View full screen - View 1 of Lot 101. A walnut month-going longcase clock, Joseph & Thomas Windmills, London, circa 1715.

The Property of Sir Brooke Boothby, 15th Bt., removed from Fonmon Castle, Glamorgan

A walnut month-going longcase clock, Joseph & Thomas Windmills, London, circa 1715

Lot Closed

January 17, 03:33 PM GMT

Estimate

8,000 - 12,000 GBP

Lot Details

Description

12-inch dial with engraved wheat ear border and bold winged cherub and foliate scroll spandrels, signed Windmills, London, finely matted centre with subsididary seconds dial, ringed winding and date apertures, the matted arch with a silvered regulation sector, the movement with six knopped and ringed pillars, reversed five wheel trains, anchor escapement with rise and fall regulation, striking on a bell, the case with double break-arch moulded top and gilt-brass capped hood pilasters, the rectangular trunk door inset with a brass-framed lenticle, the whole veneered with well figured wood,


238cm. 7ft.9¾in. high


This lot will be on view in our New Bond Street galleries on 9th, 10th, 11th, 12th, 15th, 16th and 17th January 2024.
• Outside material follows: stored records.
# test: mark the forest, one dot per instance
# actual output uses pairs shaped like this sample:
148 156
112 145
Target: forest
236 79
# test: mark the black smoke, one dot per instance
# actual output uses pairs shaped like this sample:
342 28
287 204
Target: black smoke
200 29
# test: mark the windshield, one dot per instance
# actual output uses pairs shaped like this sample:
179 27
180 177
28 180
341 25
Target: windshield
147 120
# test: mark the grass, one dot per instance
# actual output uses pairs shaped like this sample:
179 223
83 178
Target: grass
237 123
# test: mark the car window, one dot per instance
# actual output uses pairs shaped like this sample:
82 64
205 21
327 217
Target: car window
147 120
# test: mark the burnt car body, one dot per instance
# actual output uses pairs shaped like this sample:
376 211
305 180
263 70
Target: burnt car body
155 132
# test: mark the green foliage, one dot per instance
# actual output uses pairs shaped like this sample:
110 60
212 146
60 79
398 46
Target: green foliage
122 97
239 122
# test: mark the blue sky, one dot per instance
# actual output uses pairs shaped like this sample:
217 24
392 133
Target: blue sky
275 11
Joseph Windmills, a highly regarded maker, was made Free of the Clockmakers' Company in 1671 and became its Master in 1702. Shortly after this date he formed a partnership with his son Thomas and the clocks and watches made by the firm were either signed Windmills, without forename, or J & T Windmills.


It is generally accepted that the arch was very rarely added to the dials of longcase clocks before 1710, the arch containing either a subsidiary dial for strike/silent or calendar or a signature boss. In this instance, it contains a regulation sector linked to the rise and fall mechanism regulating the timekeeping of the clock. Another early longcase clock by George Graham and with a regulation dial in the arch is illustrated and described by Tom Robinson, The Longcase Clock, Antique Collectors' Club, 1981, p.213 figs. 9/26 and 9/27.